災害のことも考えました。土砂災害に関してはやっぱり怖さはあります。一応ハザードマップからギリギリ外れているのでそこを「信じるしかないのかな」という感じです。

P:では、新築するなどの考えはありましたか?
DIYでの古民家改修は元々全くやっていなかったですが、新築という考えは無かったですね。地元が田舎でこういう感じの古民家があったというのもあるのかもしれないですが、当時は自分の中でそんなに「古民家が好きだ!」という感じではなかったです。でも、「神社とかの建築は良いな。」というのは漠然とあったと思います。今思い返すと、大学で国際系の勉強をして、半年イギリスに留学にも行ったのですが、それから帰ってきて改めて「日本の建築が良いな。」と感じました。結構休み取れた時期に、日本国内も色々と旅行に行っていますが、海外も色々回って。ネットで豊田さん(空きP代表理事)のインタビューを読んで、イタリアのチンクェ・テッレにも行きました。何か尾道に似ているなというのを思ったりもしたので、そういうのも関係があるかもしれないです。
リノベーション
P:この家の気に入っているところはどこですか?

気に入った場所は2階からの景色。畳も好きなので、ベットのところはフローリングにしましたが、居間としての畳のスペースは残したかったです。
照明はこだわって探しました。それからキッチンの腰壁はリノベ前の洋室のデザインを踏襲しました。工務店さんには、「オリジナルのデザインを残しながら改修して欲しい。」ということを希望しました。これを参考にしたという建物は無かったですが、ちょくちょくインスタグラムなどで建物を調べて「こういうデザインは良いな。」というのは保存して何となく参考にしていました。

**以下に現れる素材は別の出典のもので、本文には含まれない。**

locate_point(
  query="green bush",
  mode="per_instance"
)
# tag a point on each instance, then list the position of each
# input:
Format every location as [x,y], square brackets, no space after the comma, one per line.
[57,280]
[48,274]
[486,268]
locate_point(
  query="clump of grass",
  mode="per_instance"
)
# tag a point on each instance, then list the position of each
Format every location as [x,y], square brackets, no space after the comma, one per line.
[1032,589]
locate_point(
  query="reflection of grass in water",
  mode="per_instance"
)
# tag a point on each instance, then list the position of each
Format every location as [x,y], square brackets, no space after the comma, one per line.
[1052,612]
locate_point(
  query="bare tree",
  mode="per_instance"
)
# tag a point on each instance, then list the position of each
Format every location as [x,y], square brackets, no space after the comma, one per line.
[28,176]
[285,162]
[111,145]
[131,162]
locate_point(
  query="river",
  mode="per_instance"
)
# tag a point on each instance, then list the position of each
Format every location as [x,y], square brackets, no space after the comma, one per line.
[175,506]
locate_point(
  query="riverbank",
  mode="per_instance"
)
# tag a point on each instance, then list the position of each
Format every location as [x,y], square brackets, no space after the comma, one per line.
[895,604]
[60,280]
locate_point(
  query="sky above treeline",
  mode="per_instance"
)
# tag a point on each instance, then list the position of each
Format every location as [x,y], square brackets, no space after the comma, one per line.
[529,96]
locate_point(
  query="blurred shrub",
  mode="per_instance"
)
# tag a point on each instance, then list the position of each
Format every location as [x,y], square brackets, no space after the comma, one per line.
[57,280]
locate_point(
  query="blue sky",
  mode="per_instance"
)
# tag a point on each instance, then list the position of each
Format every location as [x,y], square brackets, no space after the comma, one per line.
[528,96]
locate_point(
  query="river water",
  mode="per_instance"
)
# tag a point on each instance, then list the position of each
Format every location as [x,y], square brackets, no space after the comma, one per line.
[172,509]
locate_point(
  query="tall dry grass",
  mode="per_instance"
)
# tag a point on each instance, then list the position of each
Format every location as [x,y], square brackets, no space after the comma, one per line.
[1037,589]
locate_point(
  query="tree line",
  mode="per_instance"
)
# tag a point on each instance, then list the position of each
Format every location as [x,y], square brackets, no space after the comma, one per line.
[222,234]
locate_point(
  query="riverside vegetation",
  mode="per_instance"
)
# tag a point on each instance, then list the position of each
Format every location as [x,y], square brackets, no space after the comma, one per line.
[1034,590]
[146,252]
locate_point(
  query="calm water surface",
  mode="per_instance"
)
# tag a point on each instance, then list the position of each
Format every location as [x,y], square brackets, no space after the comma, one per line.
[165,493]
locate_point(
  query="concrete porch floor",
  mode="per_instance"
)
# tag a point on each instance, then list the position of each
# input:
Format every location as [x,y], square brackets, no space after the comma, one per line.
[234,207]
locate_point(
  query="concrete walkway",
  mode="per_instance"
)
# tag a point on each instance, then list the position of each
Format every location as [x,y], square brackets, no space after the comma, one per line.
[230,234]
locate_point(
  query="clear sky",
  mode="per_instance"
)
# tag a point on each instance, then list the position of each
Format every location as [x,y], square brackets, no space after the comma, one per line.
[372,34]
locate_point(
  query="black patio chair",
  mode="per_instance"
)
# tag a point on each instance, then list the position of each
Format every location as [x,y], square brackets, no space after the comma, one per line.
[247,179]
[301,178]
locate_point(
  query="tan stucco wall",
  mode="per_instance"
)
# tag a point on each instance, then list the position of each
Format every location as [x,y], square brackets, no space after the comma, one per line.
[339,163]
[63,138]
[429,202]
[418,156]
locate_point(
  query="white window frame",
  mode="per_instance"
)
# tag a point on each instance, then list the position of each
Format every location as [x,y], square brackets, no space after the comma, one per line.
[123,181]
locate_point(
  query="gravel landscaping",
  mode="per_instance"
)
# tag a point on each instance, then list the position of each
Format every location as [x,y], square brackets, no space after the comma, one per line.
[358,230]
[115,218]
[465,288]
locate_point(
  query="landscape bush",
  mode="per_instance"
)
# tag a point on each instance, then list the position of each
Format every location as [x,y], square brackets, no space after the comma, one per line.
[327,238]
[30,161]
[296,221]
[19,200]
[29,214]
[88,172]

趣味の部屋はもともと持ちたかったですね。作ることができてよかったのですが、一個失敗したなと思うのは、一番お隣さんに近い部屋にしてしまったこと。逆側にすれば、隣家からの距離があるので、もっと音量を気にしなくて良かったのかなと。あとは、階段のところを無垢の木にしたかったというくらいが妥協点です。

デザインは「夫にお任せで大丈夫だな。」と思っていましたが、私は清潔でいられるかというのが重要でした。元々2階の寝室の天井無しにするという案もありましたが、埃などを掃除する時の問題が解決されず。「将来子供ができたときの環境は大事にしたい。」、「古民家でも綺麗な家にする。」というのは譲れなかったので、天井は新しくしました。

P:業者さんはどうやって探しましたか?
初めにこの家の内見をしたときに工務店の方も一緒に来てもらって。工務店の方が「出来ますよ。」という判断をしてくれたので自分達はそれを信じてついて行くという感じでした。ネットで古民家を扱っている工務店を探して、実際に二つの業者さんと話をしました。1軒目は、在来工法などの伝統をとても大事にされていて良かったのですが、写真を見せた時点で「もしこれを本気でやるとしたら金額がすごいことになりますよ。」と言われてしまって。それで、2軒目の方が「なるべく抑えてできるように相談しながらやっていきましょう。」と言ってくださったので、そちらにお願いすることに決めました。相談に行く度に「ここはどうしますか。」ということを聞いてくれて、自由に柔軟にやってくださったので助かりましたね。
P:リノベーションで苦労したところは?
壁塗りなどを一部は自分たちでやっているのですが、「リノベーションにどこまで関わるか。」というのが、はじめは規模感がわからずに苦労しました。それからやはり工事を始めてみた後で、わかったことがたくさんあり。例えば、湿気の問題で、それを解決するために一部追加工事でコンクリートを敷いてもらったりしましたね。
P:何か補助金は利用しましたか?
最初に空き家相談会にお邪魔したときに、「まちなみ形成事業補助金」のことを相談員の渡邉さんから聞きました。それが決め手になったわけではないですが、使えるんだったら大助かりということで、渡邉さんに色々とやってもらってという感じで、補助金は主に外壁や屋根、建具の修繕に使いました。
必ずやりたかった場所として、2階に元々窓が無かったのでそこに木製建具を入れるということは絶対条件でした。元々波板だけ張ってあって、そこを外したら障子しかなかったので。木製建具でお願いしたいという話でしたが、あまりにもアルミサッシと木製で予算に違いが出るので、全部トータルで考えた時、はじめは「予算がこれくらいなら難しいです。」という感じでした。それで、最初の見積もりからアルミサッシで見積もりが出てきたのですが、「それでも何とかできませんか。」と、「他のところを抑えてでも木製でできませんか。」という希望を出して、工事直前くらいに「これくらいの金額なら木製でやりますけどどうしますか。」という話があって、それでお願い出来ました。これは本当に出来て良かったです。
尾道のこと、移住に関するアドバイス
P:実際に住んでみてどうですか?

2022年の4月から住みながら改修しているので今、半年くらいになります。良かったところは、家にいるのが心地よいところ。猫はこの家を契約した9月くらい、以前に住んでいた家の前で出会いました。台風が来る日に家の前でニャーニャー言っていたから、台風の一晩だけかくまってやろうと思っていたのですが、結局お世話することになって。多分まだ2歳くらいだと思います。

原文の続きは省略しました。